We need to lighten the mood around here.
Forget 70-31. Forget those heralded junior college defensive tackles choosing schools other than Nebraska.
We need to fantasize.
Minnesota football coach Jerry Kill recently floated an intriguing idea (Michigan's Brady Hoke backed it): Allow freshman redshirts to play in bowl games without burning a season of eligibility.
Allow Nebraska fans to see heralded Tommy Armstrong play quarterback for a few plays (or more) in the bowl game (assuming he were healthy).
Allow us to see if Vincent Valentine really can supply a desperately needed anchor in the Husker defensive line.
Allow us to see if Thomas Brown can provide ample pass-rush pop, a la Eric Martin.
Allowing redshirts to play might pump life into the bowl season.
Nebraska is taking all of its players to Orlando, Fla., for the Jan. 1 Capital One Bowl. Might as well let the young guys play, if they're ready.
Bowls are a unique part of college sports. Besides the national championship game (and future playoff contests), bowl games essentially are exhibitions.
Granted, there are complications to Kill's idea. If football was granted this sort of exception, pressure might start in other sports to allow similar opportunities.
What's more, the idea might open a can of worms for coaches. Let's say Brown recorded three sacks against Georgia.
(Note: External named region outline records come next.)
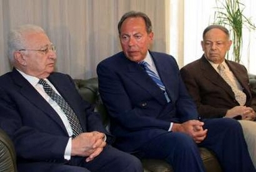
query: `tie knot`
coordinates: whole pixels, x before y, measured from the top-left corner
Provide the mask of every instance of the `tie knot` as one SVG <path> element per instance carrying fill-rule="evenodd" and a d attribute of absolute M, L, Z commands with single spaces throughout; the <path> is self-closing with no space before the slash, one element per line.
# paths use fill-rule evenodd
<path fill-rule="evenodd" d="M 46 81 L 45 80 L 43 80 L 43 79 L 40 79 L 39 81 L 39 84 L 43 85 L 43 86 L 45 86 L 47 84 L 47 82 L 46 82 Z"/>
<path fill-rule="evenodd" d="M 140 63 L 138 63 L 140 64 L 140 65 L 143 67 L 143 69 L 145 69 L 146 67 L 149 67 L 149 63 L 147 63 L 146 61 L 143 61 Z"/>
<path fill-rule="evenodd" d="M 224 71 L 225 67 L 224 67 L 224 65 L 223 64 L 220 64 L 217 67 L 217 69 L 218 69 L 220 71 Z"/>

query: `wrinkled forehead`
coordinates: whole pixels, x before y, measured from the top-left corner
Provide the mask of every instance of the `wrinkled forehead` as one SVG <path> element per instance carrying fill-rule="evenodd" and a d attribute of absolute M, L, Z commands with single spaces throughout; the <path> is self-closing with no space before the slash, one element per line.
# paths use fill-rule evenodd
<path fill-rule="evenodd" d="M 27 47 L 42 48 L 50 45 L 51 41 L 45 32 L 27 32 L 23 36 Z"/>

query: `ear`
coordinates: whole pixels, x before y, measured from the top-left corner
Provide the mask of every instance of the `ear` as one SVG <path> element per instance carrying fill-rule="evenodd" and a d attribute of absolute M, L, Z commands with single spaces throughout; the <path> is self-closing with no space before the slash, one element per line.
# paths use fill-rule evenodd
<path fill-rule="evenodd" d="M 230 50 L 231 45 L 232 45 L 232 40 L 230 40 L 229 42 L 228 42 L 228 51 Z"/>
<path fill-rule="evenodd" d="M 14 53 L 14 56 L 16 63 L 18 63 L 20 65 L 26 65 L 26 59 L 22 53 L 20 51 L 16 51 Z"/>
<path fill-rule="evenodd" d="M 150 32 L 149 34 L 149 39 L 152 43 L 153 42 L 153 38 L 154 38 L 154 33 L 153 32 Z"/>
<path fill-rule="evenodd" d="M 203 46 L 203 40 L 201 40 L 201 46 L 202 47 L 202 49 L 203 51 L 205 51 L 205 47 Z"/>

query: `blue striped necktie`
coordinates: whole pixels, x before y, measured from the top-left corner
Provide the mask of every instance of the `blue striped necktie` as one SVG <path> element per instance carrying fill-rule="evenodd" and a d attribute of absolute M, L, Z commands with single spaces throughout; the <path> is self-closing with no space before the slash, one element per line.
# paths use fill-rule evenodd
<path fill-rule="evenodd" d="M 71 128 L 73 131 L 72 138 L 76 138 L 82 132 L 81 125 L 79 122 L 79 119 L 77 117 L 75 113 L 71 109 L 68 103 L 61 96 L 56 93 L 55 90 L 47 84 L 47 82 L 40 79 L 39 84 L 41 84 L 45 90 L 45 92 L 58 104 L 65 115 L 67 116 L 68 121 L 70 121 Z"/>
<path fill-rule="evenodd" d="M 157 84 L 157 86 L 163 91 L 165 91 L 165 87 L 164 86 L 163 82 L 161 82 L 160 78 L 149 68 L 149 65 L 145 61 L 143 61 L 139 63 L 142 67 L 147 71 L 148 75 L 151 77 L 152 80 Z"/>

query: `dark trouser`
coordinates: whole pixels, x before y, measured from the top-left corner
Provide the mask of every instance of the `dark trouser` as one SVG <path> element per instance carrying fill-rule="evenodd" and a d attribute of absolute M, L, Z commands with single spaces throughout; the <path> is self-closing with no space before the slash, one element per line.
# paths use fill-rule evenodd
<path fill-rule="evenodd" d="M 165 159 L 174 171 L 205 171 L 199 146 L 213 151 L 224 171 L 255 171 L 250 159 L 240 125 L 232 119 L 204 121 L 207 136 L 197 145 L 187 134 L 166 132 L 147 142 L 136 156 L 139 158 Z"/>
<path fill-rule="evenodd" d="M 93 161 L 73 158 L 68 164 L 39 162 L 18 165 L 19 172 L 142 172 L 140 161 L 134 156 L 107 146 Z"/>

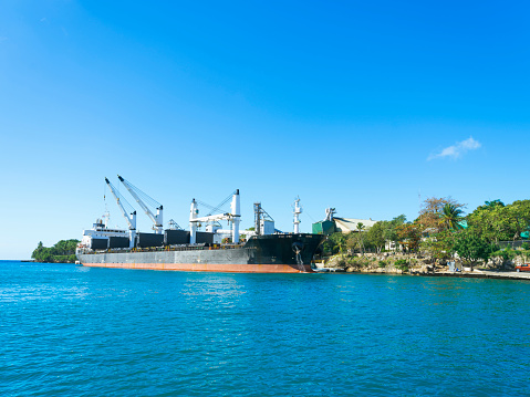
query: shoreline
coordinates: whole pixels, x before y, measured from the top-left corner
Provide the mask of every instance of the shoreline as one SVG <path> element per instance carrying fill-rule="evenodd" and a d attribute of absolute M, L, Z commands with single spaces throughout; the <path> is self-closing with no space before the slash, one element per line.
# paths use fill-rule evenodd
<path fill-rule="evenodd" d="M 435 278 L 460 278 L 460 279 L 497 279 L 497 280 L 522 280 L 530 281 L 530 272 L 503 272 L 493 270 L 475 270 L 472 272 L 412 272 L 412 273 L 397 273 L 397 272 L 381 272 L 381 271 L 352 271 L 345 270 L 334 272 L 322 273 L 350 273 L 350 274 L 385 274 L 385 275 L 411 275 L 411 276 L 435 276 Z"/>

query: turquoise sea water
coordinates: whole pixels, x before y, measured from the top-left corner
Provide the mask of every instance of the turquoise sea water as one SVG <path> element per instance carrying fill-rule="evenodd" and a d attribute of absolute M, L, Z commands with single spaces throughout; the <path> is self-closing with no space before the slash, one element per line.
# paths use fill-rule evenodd
<path fill-rule="evenodd" d="M 0 262 L 0 395 L 530 395 L 529 300 L 523 281 Z"/>

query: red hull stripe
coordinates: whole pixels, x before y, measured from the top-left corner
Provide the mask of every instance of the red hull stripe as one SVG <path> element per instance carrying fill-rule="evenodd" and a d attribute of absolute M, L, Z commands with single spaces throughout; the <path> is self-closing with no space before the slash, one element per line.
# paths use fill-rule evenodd
<path fill-rule="evenodd" d="M 227 272 L 227 273 L 300 273 L 300 269 L 290 264 L 229 264 L 229 263 L 83 263 L 91 268 L 122 268 L 148 270 L 175 270 L 186 272 Z M 305 272 L 312 273 L 310 265 Z"/>

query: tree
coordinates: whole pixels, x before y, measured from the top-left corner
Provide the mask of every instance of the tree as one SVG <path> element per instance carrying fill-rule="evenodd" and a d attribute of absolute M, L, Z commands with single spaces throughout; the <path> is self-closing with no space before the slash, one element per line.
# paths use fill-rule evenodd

You can imagine Nebraska fans' cries of, "Why wasn't that guy playing all season?"
Heaven forbid Armstrong running wild and creating a controversy that would burn throughout the offseason.
Whatever. Let's have some fun.
If it were up to Kill, who is a member of the NCAA football rules committee, coaches could turn loose their redshirts this time of year.
"You'd like to have it happen, I can tell you that, because it makes a lot of sense, because there's a lot of people going to bowl games all beat up," Kill told reporters.
He said NCAA coaches have discussed the issue, but legislation could take awhile.
So, we're left to fantasize.
"I've never even thought about it," said Ron Brown, who has spent a quarter-century as a Nebraska assistant coach.
"Yeah, it would add a little life to the bowl game," he said.
But would the plan be fair to veteran players? Say Valentine were eligible to play. Would that mean a senior would have to step aside in his final college game?
If that were the case, so be it, Brown said.
"I mean, what's fair?" the coach said. "May the best man win. If that senior was really that good, then (Valentine) shouldn't beat him out. You play the best guys.
"We're not going back to first grade, where everybody gets to play. This is big-boy ball."
As for that can of worms: Alabama is set to face Notre Dame for all the marbles. Let's say Nick Saban trots out a freshman defender the Irish have never seen on video. Would that make you feel uncomfortable, considering a championship is on the line.
Not a problem, Brown said.
"That guy still would have a basic function within the defense," he said. "If he's a C-gap player on a certain play, no matter how he does it, he's got to go to the C gap."
Brown paused again. He thought of a scenario that might pose problems for a defense: A pass-oriented offense suddenly turning to a running quarterback. He said three weeks of bowl preparation might be enough time for a team to introduce the speed option. The team could spring it on a defense for at least a few plays. And maybe that would be the difference.
"You're throwing in a wrinkle nobody's seen. ... That would be interesting," Brown said.
The more I ponder Kill's idea, the less radical it seems.
"I think, by and large, it wouldn't affect the game that much," Brown said. "I think it would help the Minnesotas — teams with injuries. They could line up and have people to play.
"Other than that, I don't know that it would add a whole lot, because I think most coaches are tuned into the mind-set that if you have a talented guy, you had better play him."
It's not always that cut and dried. Take the case of Thomas Brown, the Nebraska freshman, who clearly was talented enough to contribute this season. NU coaches were set to unleash him in the second game, against UCLA, to bolster the pass rush.
However, "He sprained his ankle that week on his second practice rep with the varsity group, and that idea was kind of foiled from there because he wasn't full-speed for about three weeks or so," said Husker defensive coordinator John Papuchis. "By the time he was back to full-speed, we were kind of down the road of moving on with other guys.
"It would've been too much for him to learn in the back half of the year."
Brown, though, would be ready for action now — at least for spot duty as a pass rusher. Nebraska could line him up wide on third-and-long and let him try to wreak havoc.
"That's a pain in the butt for any offense, an extra speed guy who's a weapon outside," Ron Brown said.
That would be another reason to tune into the game, and some bowls need as much help as they can get.